Switching to boosted protease inhibitor plus a second antiretroviral drug (dual therapy) for treatment simplification: a multicenter analysis.

Background: To assess the role of drugs used in dual therapy (DT), as cART simplification, over the risk of treatment failure.
Materials and Methods: Patients starting DT regimen composed by a boosted protease inhibitor (PI/r): darunavir (DRV/r), lopinavir (LPVr) or atazanavir (ATV/r) plus a second drug: raltegravir (RAL), maraviroc (MRV) etravirine (ETR), lamivudine (3TC) or tenofovir (TDF), this one generally used in HBV co-infected patients, were included. The effect of each drug as well as other clinical and virological cofactors over treatment failure was assessed using survival analysis.
Results: Overall, 480 patients from six reference Italian centres were included: all switched to DT with HIV-RNA <500 cp/µL, 376 of them at <50 cp/µL. Patients who switched at <50 cp/µL showed a significant lower risk of treatment failure (13.3% versus 23.3% at 1 year and 28.0% versus 44.6% at 3 years, p=0.005), thus the analysis was focused on this subgroup. Among the patients who switched at <50 cp/µL, the proportion of drug used in DT was: DRV/r 63.0%, RAL 53.7%, ETR 19.4%, ATV/r 18.4%, MRV 17.3%, LPV/r 12.8%, TDF 6.4% and 3TC 5.9%; DRV/r-RAL was the most widely used combination: 32.5%. Treatment failure was observed in 78 patients, of whom 38 virological and 35 for toxicity/intolerance, one patient died during follow-up and four patients interrupted for personal decision with undetectable HIV-RNA. At Cox Model, adjusted by gender, age, non-Italian origin, AIDS diagnosis, time on cART, number of regimens, CD4 nadir, baseline CD4, all the drugs had a positive effect on probability of failure (Figure), however the effect was significant for DRV/r (HR:0.21, 95% CI 0.07-0.59, p=0.03), ATV/r (0.30, 0.09-0.97, p=0.044) and RAL (0.37, 0.15-0.93, p=0.034); higher CD4 count at baseline was also associated with lower risk of failure while number of previous regimens with a higher risk. Moreover, ATV/r was found significant associated with significant higher risk of failure by toxicity (as well as LPV/r) but lower risk of virological failure, while both 3TC and RAL with significant lower risk of toxicity.

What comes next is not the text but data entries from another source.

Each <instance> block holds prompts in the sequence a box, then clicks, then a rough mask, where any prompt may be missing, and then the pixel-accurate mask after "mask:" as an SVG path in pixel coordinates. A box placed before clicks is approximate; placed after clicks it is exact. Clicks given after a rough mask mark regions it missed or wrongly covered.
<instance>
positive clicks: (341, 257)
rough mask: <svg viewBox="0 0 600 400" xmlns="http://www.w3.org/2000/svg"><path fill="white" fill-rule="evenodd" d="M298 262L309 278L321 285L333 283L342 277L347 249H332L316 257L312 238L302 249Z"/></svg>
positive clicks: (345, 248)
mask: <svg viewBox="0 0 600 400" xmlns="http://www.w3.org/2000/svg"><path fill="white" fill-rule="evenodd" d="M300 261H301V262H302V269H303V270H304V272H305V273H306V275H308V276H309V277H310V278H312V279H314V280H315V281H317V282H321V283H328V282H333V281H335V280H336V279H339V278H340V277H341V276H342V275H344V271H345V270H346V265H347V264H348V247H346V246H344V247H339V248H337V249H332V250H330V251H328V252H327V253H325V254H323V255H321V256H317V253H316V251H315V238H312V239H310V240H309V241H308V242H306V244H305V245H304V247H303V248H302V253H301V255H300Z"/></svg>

Conclusions: Our analysis suggest that using PI/r-based DL is highly effective if switching from HIV-RNA <50 cp/µL; DL should be used with caution in patients with low CD4 count and longer history of treatment; DRV/r is the best compromise among PI/r, ATV/r is effective but is associate with frequent interruption by toxicity; RAL showed high tolerability so that its use is related to the lowest risk of failure as second drug.